Edited by: Tess Sharpe and Jessica Spotswood
Contributors: Brandy Colbert, Zoraida Córdova, Andrea Cremer, Kate Hart, Emery Lord, Elizabeth May, Anna-Marie McLemore, Tehlor Kay Mejia, Lindsay Smith, Nova Ren Suma, Robin Talley, Shveta Thakrar, Tristina Wright, and Brenna Yovanoff
Out: August 28

Ladies! Witchcraft! Feminism! Yes! I love a good witch story–they’re so full of interesting opportunities to explore female power and how strong women are celebrated and maligned by society. The co-editor here is Jessica Spotswood, editor of the YA anthologies A Tyranny of Petticoats and The Radical Element, and the roster of writers here is fierce. I wish I could magic myself a copy right this minute!

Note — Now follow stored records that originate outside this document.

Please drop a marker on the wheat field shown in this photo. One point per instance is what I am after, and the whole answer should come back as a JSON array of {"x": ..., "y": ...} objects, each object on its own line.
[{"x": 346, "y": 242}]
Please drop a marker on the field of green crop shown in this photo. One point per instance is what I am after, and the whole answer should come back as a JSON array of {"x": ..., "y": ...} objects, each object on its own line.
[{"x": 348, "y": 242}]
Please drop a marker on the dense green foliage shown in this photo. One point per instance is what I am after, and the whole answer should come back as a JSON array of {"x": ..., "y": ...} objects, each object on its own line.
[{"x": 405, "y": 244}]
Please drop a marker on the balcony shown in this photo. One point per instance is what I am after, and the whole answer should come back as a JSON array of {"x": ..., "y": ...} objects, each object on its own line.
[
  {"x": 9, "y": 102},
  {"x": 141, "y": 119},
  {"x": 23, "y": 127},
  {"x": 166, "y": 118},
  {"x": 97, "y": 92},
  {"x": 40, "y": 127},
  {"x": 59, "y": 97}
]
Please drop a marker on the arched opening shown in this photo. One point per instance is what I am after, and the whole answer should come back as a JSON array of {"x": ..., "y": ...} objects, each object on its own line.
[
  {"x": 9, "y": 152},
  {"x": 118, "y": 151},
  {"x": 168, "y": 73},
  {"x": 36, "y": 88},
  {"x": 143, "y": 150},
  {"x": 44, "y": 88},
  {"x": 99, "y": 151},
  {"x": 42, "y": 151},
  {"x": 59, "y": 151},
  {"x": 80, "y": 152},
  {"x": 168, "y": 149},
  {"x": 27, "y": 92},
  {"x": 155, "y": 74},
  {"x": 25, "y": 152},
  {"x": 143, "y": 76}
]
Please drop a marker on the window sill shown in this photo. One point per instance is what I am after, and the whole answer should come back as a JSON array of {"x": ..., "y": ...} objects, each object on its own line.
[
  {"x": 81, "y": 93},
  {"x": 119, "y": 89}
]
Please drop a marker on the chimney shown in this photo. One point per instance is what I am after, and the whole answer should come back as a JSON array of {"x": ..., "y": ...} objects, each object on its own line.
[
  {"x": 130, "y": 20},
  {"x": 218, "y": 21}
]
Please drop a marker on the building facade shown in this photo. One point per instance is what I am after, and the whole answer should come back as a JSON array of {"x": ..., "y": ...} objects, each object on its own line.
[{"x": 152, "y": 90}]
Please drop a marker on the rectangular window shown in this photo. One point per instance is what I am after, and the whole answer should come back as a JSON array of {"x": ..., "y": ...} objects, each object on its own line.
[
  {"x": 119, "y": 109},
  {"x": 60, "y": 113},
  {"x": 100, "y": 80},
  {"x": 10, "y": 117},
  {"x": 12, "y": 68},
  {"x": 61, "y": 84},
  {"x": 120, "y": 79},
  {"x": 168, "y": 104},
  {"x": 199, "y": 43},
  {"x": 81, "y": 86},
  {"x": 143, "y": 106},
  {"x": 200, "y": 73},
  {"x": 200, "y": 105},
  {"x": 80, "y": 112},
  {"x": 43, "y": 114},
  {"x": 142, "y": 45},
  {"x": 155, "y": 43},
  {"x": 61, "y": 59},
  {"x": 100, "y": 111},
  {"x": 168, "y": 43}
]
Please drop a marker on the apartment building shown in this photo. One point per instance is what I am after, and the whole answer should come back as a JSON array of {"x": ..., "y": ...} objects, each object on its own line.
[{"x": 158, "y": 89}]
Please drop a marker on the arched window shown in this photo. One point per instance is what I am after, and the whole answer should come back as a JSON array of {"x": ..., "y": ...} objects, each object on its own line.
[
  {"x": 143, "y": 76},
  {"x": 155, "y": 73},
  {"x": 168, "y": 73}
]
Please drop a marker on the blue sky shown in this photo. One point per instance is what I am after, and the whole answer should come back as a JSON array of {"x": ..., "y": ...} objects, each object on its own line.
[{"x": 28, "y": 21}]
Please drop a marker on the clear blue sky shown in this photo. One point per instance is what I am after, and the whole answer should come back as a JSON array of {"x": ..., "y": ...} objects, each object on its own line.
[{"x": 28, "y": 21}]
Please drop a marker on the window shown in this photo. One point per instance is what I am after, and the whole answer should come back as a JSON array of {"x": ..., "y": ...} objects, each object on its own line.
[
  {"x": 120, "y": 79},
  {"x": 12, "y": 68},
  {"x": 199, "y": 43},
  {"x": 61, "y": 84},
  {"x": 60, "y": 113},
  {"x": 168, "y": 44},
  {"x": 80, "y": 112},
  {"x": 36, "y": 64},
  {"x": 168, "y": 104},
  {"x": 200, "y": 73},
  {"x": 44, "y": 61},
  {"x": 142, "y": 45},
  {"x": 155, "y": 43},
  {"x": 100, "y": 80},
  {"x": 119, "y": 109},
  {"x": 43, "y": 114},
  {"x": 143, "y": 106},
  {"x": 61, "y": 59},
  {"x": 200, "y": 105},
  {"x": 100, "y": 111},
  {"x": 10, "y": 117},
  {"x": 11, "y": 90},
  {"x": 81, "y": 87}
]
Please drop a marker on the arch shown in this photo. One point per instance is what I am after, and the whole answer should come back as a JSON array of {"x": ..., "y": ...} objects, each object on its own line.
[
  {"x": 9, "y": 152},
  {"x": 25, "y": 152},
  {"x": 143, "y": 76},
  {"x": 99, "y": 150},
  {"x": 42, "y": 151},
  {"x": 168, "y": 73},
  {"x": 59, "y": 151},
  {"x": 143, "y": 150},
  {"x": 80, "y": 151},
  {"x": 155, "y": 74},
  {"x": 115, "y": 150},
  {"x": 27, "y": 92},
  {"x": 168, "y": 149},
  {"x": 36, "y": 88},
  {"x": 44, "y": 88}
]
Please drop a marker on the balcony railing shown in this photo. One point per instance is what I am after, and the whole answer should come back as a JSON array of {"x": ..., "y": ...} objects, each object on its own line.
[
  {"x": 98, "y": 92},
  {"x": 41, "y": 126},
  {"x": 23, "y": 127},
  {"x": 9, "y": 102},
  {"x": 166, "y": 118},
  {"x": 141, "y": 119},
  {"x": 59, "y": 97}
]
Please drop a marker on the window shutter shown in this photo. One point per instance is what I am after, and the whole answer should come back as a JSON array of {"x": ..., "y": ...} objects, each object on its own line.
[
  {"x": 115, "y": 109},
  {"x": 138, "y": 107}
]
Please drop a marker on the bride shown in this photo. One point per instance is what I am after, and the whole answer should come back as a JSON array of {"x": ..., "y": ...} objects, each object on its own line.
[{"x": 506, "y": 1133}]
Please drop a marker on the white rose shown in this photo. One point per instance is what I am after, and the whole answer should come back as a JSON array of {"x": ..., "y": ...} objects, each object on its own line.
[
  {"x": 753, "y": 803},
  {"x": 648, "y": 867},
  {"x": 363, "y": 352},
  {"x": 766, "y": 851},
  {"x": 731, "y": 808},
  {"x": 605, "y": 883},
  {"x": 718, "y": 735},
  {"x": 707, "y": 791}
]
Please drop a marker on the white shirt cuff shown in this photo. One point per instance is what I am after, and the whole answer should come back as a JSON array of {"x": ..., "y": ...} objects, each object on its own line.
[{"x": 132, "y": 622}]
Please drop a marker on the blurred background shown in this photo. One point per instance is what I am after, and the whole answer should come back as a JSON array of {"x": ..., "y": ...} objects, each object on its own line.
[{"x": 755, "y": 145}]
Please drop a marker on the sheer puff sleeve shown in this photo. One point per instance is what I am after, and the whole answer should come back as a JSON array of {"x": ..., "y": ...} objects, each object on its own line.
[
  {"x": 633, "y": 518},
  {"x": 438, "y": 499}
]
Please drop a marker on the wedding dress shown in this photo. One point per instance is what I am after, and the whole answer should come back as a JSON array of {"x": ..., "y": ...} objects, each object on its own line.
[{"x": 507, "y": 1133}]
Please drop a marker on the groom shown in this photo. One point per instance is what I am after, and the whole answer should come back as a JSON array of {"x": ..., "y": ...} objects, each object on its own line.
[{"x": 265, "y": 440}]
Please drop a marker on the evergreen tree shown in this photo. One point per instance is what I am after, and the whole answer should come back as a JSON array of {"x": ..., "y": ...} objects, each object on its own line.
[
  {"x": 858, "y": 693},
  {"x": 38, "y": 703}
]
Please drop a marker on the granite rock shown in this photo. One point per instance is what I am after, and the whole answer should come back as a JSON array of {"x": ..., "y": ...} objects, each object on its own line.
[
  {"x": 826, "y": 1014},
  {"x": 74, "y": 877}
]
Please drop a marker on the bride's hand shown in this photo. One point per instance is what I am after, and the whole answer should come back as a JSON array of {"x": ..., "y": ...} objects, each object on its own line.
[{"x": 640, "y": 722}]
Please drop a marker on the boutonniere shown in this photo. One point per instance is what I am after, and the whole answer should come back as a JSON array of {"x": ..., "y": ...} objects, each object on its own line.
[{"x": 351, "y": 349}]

(Don’t) Call Me Crazy: 30 writers and artists start the conversation about mental illness

Edited by: Book Riot’s own Kelly Jensen
Contributors: Hannah Bae, Aura/Monique Bedard, Libba Bray, Gemma Correll, Reid Ewing, Hannah Gomez, Ashley Holstrom, Heidi Heilig, Christine Heppermann, Shaun David Hutchinson, Mary Isabel, Lisa Jakub, Kelly Jensen, Susan Juby, Mike Jung, S. Jae-Jones, Nancy Kerrigan, Stephanie Kuehn, Emery Lord, Emily Mayberry, MILCK, Amy Reed, Meredith Russo, Yumi Sakugawa, Victoria Schwab, Adam Silvera, s.e. smith, Jessica Tremaine, S. Zaniab Williams, Clint Van Winkle, Dior Vargas, and Esmé Weijun Wang.
Out: October 2

Kelly Jensen’s first nonfiction YA anthology, Here We Are: Feminism for the Real World, is an awesome compilation of feminist essays and art, with a diverse contributor list and format. I’m really eager to see another scrapbook-style anthology on mental illness and its many manifestations and perceptions in our culture. A book like this is more important than ever, and fills a very big void in the YA canon.

What YA anthologies are you most looking forward to this year?